SP 0.4 is not yet installable on this system.

A few source code patches were required to overcome errors in the IBM C++ header files, and restrictions of the IBM make utility; they are available as a separate file.

gcc 2.6.3 produces compilation errors in em/em_inst.C: the compiler generates branches in the assembly code to undefined symbols. This same error was seen in the Hewlett-Packard version of gcc 2.6.3, but has been fixed in the patched version noted above.

At the suggestion of Joachim Schrod, I removed the -O compiler option, and recompiled the source code: this eliminated the undefined symbol problem.

I used make -i to force the build past the compilation errors. However, this resulted in massive numbers of undefined symbols at link time, when the symbols are in fact defined in the SP libraries.
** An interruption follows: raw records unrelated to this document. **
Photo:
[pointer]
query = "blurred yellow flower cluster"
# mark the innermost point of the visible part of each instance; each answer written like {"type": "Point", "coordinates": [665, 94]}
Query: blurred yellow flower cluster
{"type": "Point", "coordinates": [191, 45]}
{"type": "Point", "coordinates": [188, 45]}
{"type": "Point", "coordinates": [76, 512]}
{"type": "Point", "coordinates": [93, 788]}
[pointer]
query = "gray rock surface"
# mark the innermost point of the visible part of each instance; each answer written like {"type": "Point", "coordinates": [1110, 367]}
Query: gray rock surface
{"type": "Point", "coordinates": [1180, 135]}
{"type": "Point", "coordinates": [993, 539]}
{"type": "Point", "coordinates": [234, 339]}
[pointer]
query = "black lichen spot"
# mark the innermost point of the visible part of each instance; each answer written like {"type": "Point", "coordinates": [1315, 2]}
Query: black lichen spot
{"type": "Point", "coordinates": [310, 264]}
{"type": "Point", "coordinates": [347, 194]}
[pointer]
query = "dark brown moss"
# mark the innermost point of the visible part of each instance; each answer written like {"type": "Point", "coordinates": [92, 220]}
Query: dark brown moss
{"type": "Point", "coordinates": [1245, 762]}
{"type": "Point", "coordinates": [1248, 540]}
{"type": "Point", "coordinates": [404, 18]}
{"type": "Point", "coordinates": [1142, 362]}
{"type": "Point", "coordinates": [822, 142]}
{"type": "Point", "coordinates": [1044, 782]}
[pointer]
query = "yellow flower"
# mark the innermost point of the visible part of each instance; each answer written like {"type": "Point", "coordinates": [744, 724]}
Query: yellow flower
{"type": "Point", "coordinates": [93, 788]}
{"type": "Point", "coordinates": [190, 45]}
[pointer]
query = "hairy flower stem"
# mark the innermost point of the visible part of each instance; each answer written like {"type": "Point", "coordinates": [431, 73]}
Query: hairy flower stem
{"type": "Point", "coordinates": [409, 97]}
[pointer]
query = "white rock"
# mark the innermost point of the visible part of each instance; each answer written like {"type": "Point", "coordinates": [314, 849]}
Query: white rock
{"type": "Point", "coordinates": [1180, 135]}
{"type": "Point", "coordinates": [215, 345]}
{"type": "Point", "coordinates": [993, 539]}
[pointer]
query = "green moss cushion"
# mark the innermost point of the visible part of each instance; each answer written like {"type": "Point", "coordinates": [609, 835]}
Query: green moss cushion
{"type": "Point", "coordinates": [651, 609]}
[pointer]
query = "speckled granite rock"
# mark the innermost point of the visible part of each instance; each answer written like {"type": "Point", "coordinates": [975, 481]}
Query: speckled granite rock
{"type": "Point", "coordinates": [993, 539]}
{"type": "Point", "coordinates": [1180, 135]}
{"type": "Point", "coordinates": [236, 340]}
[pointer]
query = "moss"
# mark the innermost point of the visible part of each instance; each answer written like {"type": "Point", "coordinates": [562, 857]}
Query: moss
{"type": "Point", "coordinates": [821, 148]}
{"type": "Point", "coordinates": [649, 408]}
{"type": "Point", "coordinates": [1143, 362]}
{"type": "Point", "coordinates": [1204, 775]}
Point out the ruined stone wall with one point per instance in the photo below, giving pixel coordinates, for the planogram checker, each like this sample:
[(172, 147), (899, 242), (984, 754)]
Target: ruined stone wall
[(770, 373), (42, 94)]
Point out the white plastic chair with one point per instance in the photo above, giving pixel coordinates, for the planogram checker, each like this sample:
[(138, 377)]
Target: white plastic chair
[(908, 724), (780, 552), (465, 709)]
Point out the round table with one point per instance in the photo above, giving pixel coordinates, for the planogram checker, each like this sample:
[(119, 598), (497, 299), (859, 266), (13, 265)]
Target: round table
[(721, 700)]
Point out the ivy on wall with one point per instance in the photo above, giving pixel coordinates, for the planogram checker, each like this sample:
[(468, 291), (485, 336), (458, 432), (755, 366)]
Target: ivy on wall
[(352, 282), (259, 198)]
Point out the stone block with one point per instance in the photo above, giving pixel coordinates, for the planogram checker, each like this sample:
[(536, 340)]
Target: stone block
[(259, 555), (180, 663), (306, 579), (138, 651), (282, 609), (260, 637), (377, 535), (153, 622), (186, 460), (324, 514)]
Compilation with the IBM native xlC compiler was successful, but the same kinds of link errors appeared as happened with the g++ build. I suspect an IBM linker error is the culprit. My suspicion, based on the error messages produced, is that the linker does not correctly handle the mangling of C++ names containing templates.

NeXT Turbostation Mach 3.0

An initial build attempt failed on this system, so just as on the DEC Alpha OSF/1 system, gcc and libg++ were completely removed from the system. I was able to build and install gcc 2.6.3 successfully, and the stage1 and stage2 validation tests passed successfully.

However, the build of libg++ 2.6.2 initially failed because of some minor problems that I was able to prepare workarounds for, and complete the build and installation. A report of the problems and their fixes has been sent to the libg++ developers. If you require the patches for this system, send e-mail to [email protected].

I modified the top-level SP Makefile to set RANLIB=ranlib. The build of SP then completed successfully, and make check passed all of the validation tests.

Silicon Graphics Indigo-2 IRIX 5.3

An initial build attempt failed on this system, so just as on the DEC Alpha OSF/1 system, gcc and libg++ were completely removed from the system, and then reinstalled. The build of SP then completed successfully with make CC=gcc CXX=g++ , and make check passed all of the validation tests.

I also tried a build using the vendor-provided C++ compiler, but it failed utterly because of the lack of template support in the compiler.

Sun SPARC SunOS 4.1.3 with gcc 2.6.2

The trick to a successful build of SP on this system is to make the simple patch in lib/assert.C described in the Silicon Graphics section above, and to make these Makefile changes:

LIBS=-liostream -lg++ $(XLIBS)
RANLIB=ranlib

Once these are done, the build will complete successfully, and so will the validation suite: make check.